Hüsrev Paşa'nın Azli
Devleti aliyyenin ikinci adamlığının sadrazamlık olduğu cümlenin malumudur. Ülkenin her tarafında onun emri geçer yalnız padişahın sarayının kapısından içeri adım attığında idam emri veremez. Bunun ne kadar büyük selahiyet olduğunu bir an bile düşünmek insana dehşet verir. Yalnız şunu da unutmamak gerekirki, idam taşına en yakın kelle yine sadrazamların kellesidir. Yine de bu makamı elde etmek İçin uğraşanların sayısı daima birden fazla olmuştur.
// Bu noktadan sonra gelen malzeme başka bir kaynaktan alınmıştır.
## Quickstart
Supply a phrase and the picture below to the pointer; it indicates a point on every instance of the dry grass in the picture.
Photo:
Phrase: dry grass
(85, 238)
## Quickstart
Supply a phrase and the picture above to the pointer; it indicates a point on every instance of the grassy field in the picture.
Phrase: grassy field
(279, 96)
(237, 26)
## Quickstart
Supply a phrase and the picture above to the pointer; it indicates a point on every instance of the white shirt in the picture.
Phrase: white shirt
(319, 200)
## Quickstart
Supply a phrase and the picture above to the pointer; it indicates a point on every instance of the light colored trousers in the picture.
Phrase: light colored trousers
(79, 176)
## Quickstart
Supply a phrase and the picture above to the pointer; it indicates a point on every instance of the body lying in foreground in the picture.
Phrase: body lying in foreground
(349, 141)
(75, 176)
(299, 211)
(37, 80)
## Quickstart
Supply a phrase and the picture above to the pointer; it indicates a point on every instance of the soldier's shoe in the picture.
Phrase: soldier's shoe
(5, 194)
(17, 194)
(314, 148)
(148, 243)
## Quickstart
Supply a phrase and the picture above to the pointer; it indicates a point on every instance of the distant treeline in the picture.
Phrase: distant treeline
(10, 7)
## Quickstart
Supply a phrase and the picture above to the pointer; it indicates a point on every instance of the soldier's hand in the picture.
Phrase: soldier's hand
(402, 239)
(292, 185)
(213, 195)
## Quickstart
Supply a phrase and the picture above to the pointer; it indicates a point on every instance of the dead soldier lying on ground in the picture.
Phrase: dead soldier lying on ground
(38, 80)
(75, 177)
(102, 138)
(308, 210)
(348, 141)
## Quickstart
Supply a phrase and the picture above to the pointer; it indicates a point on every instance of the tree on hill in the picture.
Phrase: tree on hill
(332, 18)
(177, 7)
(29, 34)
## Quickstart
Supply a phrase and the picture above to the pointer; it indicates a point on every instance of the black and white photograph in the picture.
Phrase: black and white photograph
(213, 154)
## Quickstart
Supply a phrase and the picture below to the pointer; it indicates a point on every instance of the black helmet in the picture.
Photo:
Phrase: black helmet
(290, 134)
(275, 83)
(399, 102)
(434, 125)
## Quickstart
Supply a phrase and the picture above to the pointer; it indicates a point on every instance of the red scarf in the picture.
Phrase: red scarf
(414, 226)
Bu minval üzere Hüsrev paşanın rakibi olarak selefi yâni kendinden önceki sadrazam Filibeli Damad Hafız paşa milleti islâmiyeye hizmet için bu makamı yeniden ele geçirmeye gayret sarf ediyordu. Ayrıca Topal Recep paşa'da o yüce makama göz dikmişti. Şunu da gözden uzak tutmamalıki, Recep paşa da bu makama erişmek için çevirmeyeceği fırıldak, başvurmayacağı yol yoktu.